Each of my searching strains were answered by a vicious, twisting and violent pinch, apparently gleefully administered by my aunt, all while being told to sit still. There were tears streaming from the eyes of my sibling but none of theirs tears were tinged with the physical pain that accompanied mine. I longed for both my brother and my mother.

Somehow the memorial service ended and my bruised arm and I found ourselves standing next to Mother’s casket. She looked just as she had when last I’d seen her at the hospital; the little smile still on her face brought a small, a very small measure of comfort to me. Too soon, we were all ushered back into the various automobiles and ordered to follow the hearse. At the gravesite, once again, there was seating only for four. I stood across from my siblings with the yawning grave separating us. I stood at the very periphery of that gaping, anticipating aperture which was to be Mother’s final earthly resting place.

I heard the minister reading the verses leading to interment and it wasn’t that I was purposely trying to ignore what he was saying but there was a sound coming from the grave, a gurgling! I dared a quick look around to see if any one else had picked up on the sound. But, I must have moved too quickly because my movement was met with another blood-clotting pinch by that same Aunt, from where in Hell had she come? As Minister Lockett exhorted us to take to heart the passage of which he was about to read, something niggled at my consciousness and as he began to recite the Scripture’s chapter and verse, the gurgling, bubbling sound grew louder and became a crescendo of thunder ushering in an unwanted, uninvited dream I did not want to remember. “Children”, said Minister Lockett, “Christ has left us a road of which if we follow we will find not only Him at the end of it but our love ones as well”. “Your mother hasn’t left you no more than Christ has left us”. “He went to prepare a place for us and your Mother is now occupying her place in God’s kingdom and she will be waiting for you when God calls your name…St. John 14th Chapter…”, it was then in that moment that I lost the ability to breathe. The forgotten dream came flooding back to me, filling me with unexplained yet experienced dread.

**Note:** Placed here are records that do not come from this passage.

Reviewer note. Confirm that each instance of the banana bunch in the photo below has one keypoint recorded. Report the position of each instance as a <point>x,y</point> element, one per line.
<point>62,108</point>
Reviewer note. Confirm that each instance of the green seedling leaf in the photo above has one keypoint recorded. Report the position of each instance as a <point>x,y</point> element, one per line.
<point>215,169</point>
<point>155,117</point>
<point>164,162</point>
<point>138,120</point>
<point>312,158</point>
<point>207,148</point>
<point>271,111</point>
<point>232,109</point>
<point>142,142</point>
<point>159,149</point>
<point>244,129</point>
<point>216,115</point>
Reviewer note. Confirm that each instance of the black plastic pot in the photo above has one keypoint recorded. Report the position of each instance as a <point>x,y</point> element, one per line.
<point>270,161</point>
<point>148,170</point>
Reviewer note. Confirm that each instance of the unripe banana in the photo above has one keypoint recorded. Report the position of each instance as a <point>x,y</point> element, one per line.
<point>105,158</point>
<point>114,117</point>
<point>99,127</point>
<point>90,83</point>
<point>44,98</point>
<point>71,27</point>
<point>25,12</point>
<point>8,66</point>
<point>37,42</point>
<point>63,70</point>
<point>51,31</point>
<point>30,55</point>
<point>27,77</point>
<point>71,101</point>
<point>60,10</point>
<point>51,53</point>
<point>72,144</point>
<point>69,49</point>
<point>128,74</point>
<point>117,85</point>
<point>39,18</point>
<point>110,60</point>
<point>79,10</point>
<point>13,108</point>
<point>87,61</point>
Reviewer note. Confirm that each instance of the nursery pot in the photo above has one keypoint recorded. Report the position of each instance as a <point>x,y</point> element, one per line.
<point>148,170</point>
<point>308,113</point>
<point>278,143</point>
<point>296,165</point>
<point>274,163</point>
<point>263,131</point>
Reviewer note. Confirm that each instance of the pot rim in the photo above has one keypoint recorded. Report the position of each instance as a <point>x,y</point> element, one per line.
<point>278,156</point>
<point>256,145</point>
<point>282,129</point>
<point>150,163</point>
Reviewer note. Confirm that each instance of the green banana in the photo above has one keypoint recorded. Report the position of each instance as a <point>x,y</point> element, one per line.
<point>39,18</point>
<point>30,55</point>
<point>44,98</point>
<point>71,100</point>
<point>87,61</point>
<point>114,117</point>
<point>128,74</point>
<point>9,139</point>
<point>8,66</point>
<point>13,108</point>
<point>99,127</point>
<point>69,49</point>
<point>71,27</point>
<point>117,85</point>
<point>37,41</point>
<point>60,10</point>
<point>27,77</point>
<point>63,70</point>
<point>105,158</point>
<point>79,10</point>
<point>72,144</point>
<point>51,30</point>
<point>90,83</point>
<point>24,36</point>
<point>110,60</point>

I recalled crying in that dream because I didn’t have a white dress. I remembered mother lying in a white casket wearing a white dress. I remembered a grave dug above an underground spring, filling slowly, slowly, slowly with water…I remembered… …nothing else because gratefully my brain turned off the switch that kept me upright and supposedly I went down, muddying the borrowed outfit, sending every strand of hair on my head astray and snagging the new nylons as I went. Although it was later blamed on my ill-fated decision not to eat breakfast, I knew better and so would have Mother, if she was not already seated around God’s throne.

2 thoughts on “MY BROTHER WAS MY KEEPER PART VII The Funeral, Chinee and Me

  1. You have once again brought me into the lives of people who comprised Shankleville and the surrounding communities, i.e., Newton, Jasper and Beaumont. Its a perspective I had not witnessed to such an intense degree previously…especially through the eyes of a young girl. I look forward to your next segment.